After scaling back from record highs earlier in the session, Wall Street’s three major indexes dipped after Trump said North Korea “will be met with fire and fury” like the world has never seen if it threatens the United States.

Japan said on Tuesday it was possible that North Korea had already developed nuclear warheads and warned of an acute threat posed by its weapons programs as Pyongyang’s continues missile and nuclear tests in defiance of U.N. sanctions.

Investors, who took the North Korea report from Japan in their stride earlier in the day, lost their appetite for risk after Trump’s comments to reporters during his vacation at his golf club in New Jersey.

The CBOE Volatility Index, the most widely-followed barometer of expected near-term market volatility, closed at 10.96, its highest point in about a month.

Ten out of the 11 major S&P 500 sectors ended lower after the comments with the only gains seen in the utilities sector, which is a bond proxy because of its slow but predictable growth and dividends. Utilities closed up 0.3 percent.

The materials sector was the S&P’s largest loser with a 0.9-percent decline.

Trading volume also picked up in the late afternoon of what had been a sleepy summer session, with Congress in recess until Sept 5.

The S&P hasn’t moved more than 0.5 percent in one day since July and has fallen more than 1 percent only twice this year.

The financial sector index gave back gains after news California insurance regulator will probe whether Wells Fargo and an insurance company harmed residents by selling insurance they did not need. Wells Fargo still ended up 0.3 percent at $52.71.

Shares of Michael Kors ended the day with a 21.5 percent gain, after the luxury goods maker raised its full-year revenue forecast.

Approximately 6.22 billion shares changed hands on the major domestic equity exchanges, a number that was slightly above the 6.15 billion share daily average for the past 20 trading sessions.

Crude Prices Down

The price of crude sank a bit on Tuesday, as exports from key OPEC producers rose and in defiance of news of lower crude shipments from Saudi Arabia.

The oil market has been in consolidation mode after a sharp rally between mid-June and late July pushed our domestic crude futures above $50 a barrel for the first time in several weeks. The price slipped back below $50 and has traded around that number as world supply has been slow to draw down.

Brent crude settled down 23 cents a barrel at $52.14 a barrel. West Texas light ended the day down 22 cents per barrel at $49.17.

Exports from OPEC hit a record in July, largely because of gains in Nigeria and Libya, both of whom are exempt from the agreement to limit production through March 2018. The recovery in Libya’s oil output and higher production in Nigeria have complicated OPEC’s efforts to curb supply.
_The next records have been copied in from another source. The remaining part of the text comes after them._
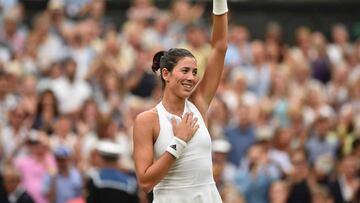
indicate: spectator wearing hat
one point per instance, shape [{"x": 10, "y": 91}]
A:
[
  {"x": 15, "y": 192},
  {"x": 65, "y": 185},
  {"x": 108, "y": 183}
]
Officials from a joint OPEC and non-OPEC technical committee said on Tuesday that they on expect greater adherence to the pact to cut 1.8 million bpd in production.

Saudi state oil company Aramco will cut allocations to its customers worldwide in September by at least 520,000 barrels per day (bpd), sources familiar with the matter told Reuters on Tuesday.

Oil production remains high in many parts of the world and fuel prices are around half what they were in 2011-2014. Many of our domestic shale drillers, in reporting second quarter earnings, highlighted efforts to improve drilling efficiencies to raise earnings, but largely expect to keep pumping oil.

The Energy Information Administration will release its weekly petroleum status report Wednesday morning. Domestic crude inventories last week were expected to have declined for a sixth straight week, while refined product stockpiles probably fell too, according to an extended Reuters poll.